Thinking about and knowing that death is going to happen, changes they way people see the world and the people they love. Death changes the way someone views love and how they treat their loved ones; it also changes how their loved ones see them. Hazel Grace does not know when she is going to die, but she knows it could be soon and it hurts her, “I also don’t really want this particular life. But it’s really just the sky, the sky that’s making me sad…” (Green 121). Hazel knows about her death and she hates it. She tries her hardest not to be afraid of hers and everyone’s impending death, “I wanted to try to reflect dying as I could, and part of that is frustration and anger and shortness and fear” (Green 93). Hazel and Augustus understand that they are dying and that is it healthy to talk about it because, “Not talking about death can create tension between people, even if hey are close and increase fear, sadness, loneliness, and anxiety” (Talking about Dying). They both have the effect of others treating them differently because of their cancer.
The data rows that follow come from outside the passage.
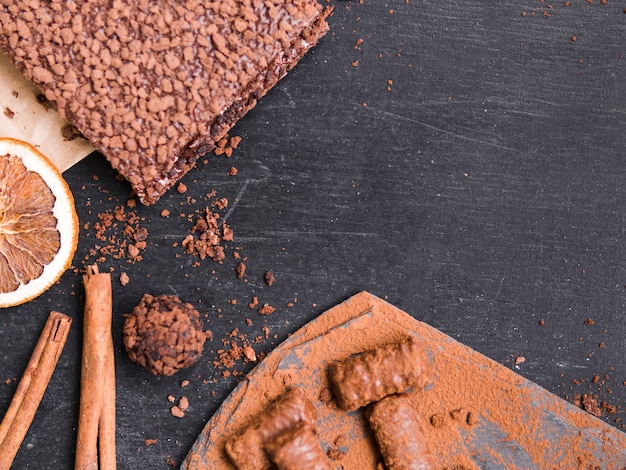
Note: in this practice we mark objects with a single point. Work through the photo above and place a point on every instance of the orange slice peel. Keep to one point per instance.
(38, 223)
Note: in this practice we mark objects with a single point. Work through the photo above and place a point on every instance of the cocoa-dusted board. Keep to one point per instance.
(515, 423)
(23, 117)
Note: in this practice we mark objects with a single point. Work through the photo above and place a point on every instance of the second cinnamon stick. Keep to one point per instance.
(95, 444)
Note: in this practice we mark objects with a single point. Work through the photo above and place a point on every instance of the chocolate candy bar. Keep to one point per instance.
(397, 430)
(298, 448)
(155, 84)
(245, 450)
(372, 375)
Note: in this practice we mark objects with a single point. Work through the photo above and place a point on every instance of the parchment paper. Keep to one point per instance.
(23, 117)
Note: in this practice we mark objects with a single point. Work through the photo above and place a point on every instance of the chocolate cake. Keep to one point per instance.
(155, 84)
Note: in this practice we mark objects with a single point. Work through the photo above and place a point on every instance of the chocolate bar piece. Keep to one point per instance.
(398, 432)
(246, 450)
(154, 84)
(372, 375)
(298, 448)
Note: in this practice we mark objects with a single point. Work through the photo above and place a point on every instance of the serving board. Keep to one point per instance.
(23, 117)
(515, 424)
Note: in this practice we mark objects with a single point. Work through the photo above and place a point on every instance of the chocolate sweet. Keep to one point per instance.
(398, 432)
(154, 84)
(246, 450)
(372, 375)
(298, 448)
(164, 334)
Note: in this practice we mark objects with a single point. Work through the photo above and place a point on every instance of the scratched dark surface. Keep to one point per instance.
(461, 160)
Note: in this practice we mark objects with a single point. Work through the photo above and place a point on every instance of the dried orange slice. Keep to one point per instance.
(38, 223)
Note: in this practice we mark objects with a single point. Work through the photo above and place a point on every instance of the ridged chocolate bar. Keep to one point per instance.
(154, 84)
(398, 432)
(246, 450)
(372, 375)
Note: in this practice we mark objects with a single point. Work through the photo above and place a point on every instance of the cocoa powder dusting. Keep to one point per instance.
(469, 395)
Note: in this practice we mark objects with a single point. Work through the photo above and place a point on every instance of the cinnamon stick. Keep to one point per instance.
(95, 444)
(32, 386)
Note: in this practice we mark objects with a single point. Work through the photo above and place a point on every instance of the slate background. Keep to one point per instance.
(469, 169)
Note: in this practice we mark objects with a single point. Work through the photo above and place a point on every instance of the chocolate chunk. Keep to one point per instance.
(246, 450)
(164, 334)
(298, 448)
(398, 432)
(372, 375)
Green uses Hazel to display how having cancer changes the way people treat her. Hazel knows she is hurting her parents by having this illness. She understand that she is not at fault for having stage four, but she hates hurting them, anyway; “I hate hurting them. Most the time, I could forget about it, but the inexorable truth is this: They might be glad to have me around, but I was the alpha and the omega of my parents suffering” (Green 116). She knows that because she has cancer, she is treated differently by her parents and by other people. As a result of cancer she realizes people are afraid to talk about dying or being sick around her because no one is in the similar situation as her. Hazel tries to clarify this, “I mean I would just die—and they stopped short, looking at me as if to say ‘I’m sorry’ as if it were a crime to mention death to the dying” (Green 44). Not talking about death to the dying gives them false hope of being able to survive, and that is unhealthy and harmful for them; “It is very helpful to tell them that you are willing to talk and not close the subject down with ‘oh things will be fine’ or ‘lets not talk like that’ realize that they are dying” (Talking about Dying). Hazel’s parents do not know but they hurt her too, “Mom sobbed something into Dad’s chest that I wish I hadn’t heard, and that I hope she never finds out that I did hear. She said, ‘I won’t be a mom anymore.’ It gutted me pretty badly” (Green 117). To cause less pain to their parents Hazel and Augustus will do things that make them happy, or not do things that could harm them. Even though both of the kids do not want to, Augustus told his mother, “‘Because it’s my life mom and it belongs to me’” (Green 139).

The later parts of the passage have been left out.